Once, long ago, when we were braver, we started a church. We weren't alone in our efforts; we had other non-musically talented individuals to help. We didn't sing; we only tried.
We were a bold lot. We weren't afraid to try anything. We had no rich members to offend. We had no church traditions to guide us. We had the Spirit of God, the bible, and our convictions to guide us. Maybe, we had no brains.
To say the least, our path was often down a wobbly road. Have you heard the term, "smooth as ice?" Our ice was like the ice you shoveled the snow off from on an old skating pond. You enjoyed the ice while you were there, but if you left; someone else came along and broke it. When you came back two days later, the smooth ice was all bumpy. One thing was for sure; we didn't invent the boring church.
In case you’re not aware of it, excitement isn't always pleasant. The roller coasters at the amusement park may be fun; not so the roller coasters at church. Oh, a sense of humor helps; but what do you do if someone has a queasy stomach?
As music was one of our big weaknesses at church, we were determined to do something about it. Worship tapes helped us get by while we prayed for a piano and piano player. We were given an organ. We prayed for an organ player and got a guitar player. He didn't have a guitar, so we bought him one. He became disgruntled and left, taking his guitar with him. Then we were given choir books.
We headed back to the drawing board, looking for a new plan. The books were quite impressive. What could we do with them? One of the smarter ones of our little group looked at a calendar, and saw it was November. "Hey, I know. We can go Christmas caroling."
"That's right," I said. "We have just enough time to practice before Christmas."
We all knew it would be a snap. We had all known the words since childhood. How could it be a problem?
Our first clue came the night we got together to practice. Half the people didn't show up. We re-scheduled for another night, and the other half didn't show up. The night we picked to go caroling, everyone showed up.

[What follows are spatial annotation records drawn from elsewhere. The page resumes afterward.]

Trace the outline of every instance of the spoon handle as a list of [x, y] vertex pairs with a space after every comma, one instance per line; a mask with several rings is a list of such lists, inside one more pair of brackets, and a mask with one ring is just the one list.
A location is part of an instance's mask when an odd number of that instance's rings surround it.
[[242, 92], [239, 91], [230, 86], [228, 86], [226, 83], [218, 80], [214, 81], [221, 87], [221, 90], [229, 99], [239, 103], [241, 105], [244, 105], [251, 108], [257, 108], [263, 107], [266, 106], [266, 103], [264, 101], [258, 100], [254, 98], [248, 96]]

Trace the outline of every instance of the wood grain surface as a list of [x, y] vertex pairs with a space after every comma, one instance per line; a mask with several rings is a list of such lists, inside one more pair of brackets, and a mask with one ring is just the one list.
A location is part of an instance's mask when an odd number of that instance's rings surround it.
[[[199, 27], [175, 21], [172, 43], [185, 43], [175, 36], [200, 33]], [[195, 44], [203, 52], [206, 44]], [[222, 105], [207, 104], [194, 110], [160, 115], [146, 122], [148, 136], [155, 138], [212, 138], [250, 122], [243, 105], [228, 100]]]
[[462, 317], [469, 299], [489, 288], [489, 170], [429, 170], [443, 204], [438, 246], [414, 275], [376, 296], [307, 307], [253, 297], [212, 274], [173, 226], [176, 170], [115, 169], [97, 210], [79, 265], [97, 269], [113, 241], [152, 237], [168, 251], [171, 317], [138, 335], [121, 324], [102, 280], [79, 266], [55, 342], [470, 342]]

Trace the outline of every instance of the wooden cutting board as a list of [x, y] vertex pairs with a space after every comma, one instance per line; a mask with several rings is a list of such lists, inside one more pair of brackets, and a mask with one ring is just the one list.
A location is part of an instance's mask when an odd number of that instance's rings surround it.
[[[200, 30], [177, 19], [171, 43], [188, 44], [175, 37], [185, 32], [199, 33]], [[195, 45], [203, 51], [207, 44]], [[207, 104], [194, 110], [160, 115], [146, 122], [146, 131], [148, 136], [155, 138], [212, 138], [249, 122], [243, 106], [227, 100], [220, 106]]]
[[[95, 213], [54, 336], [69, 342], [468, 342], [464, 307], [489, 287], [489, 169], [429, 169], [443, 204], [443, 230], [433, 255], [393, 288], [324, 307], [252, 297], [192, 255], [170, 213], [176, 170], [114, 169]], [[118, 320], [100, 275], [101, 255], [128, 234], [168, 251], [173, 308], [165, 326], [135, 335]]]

We could feel the joy bubbling up in us, as we set out. We went down one street singing “Away In A Manger” and up another singing “Silent Night”. When we rounded the corner of the next street we began to sing “The First Noel”. A window opened. We all grinned, thinking our singing was being enjoyed. At last our church had found the voice of music ministry.
A man leaned out the window. The street echoed with, "Shut up!"
We closed our books, turned around and silently marched away. That night we drank our hot chocolate and laughed at ourselves, but we never went caroling again.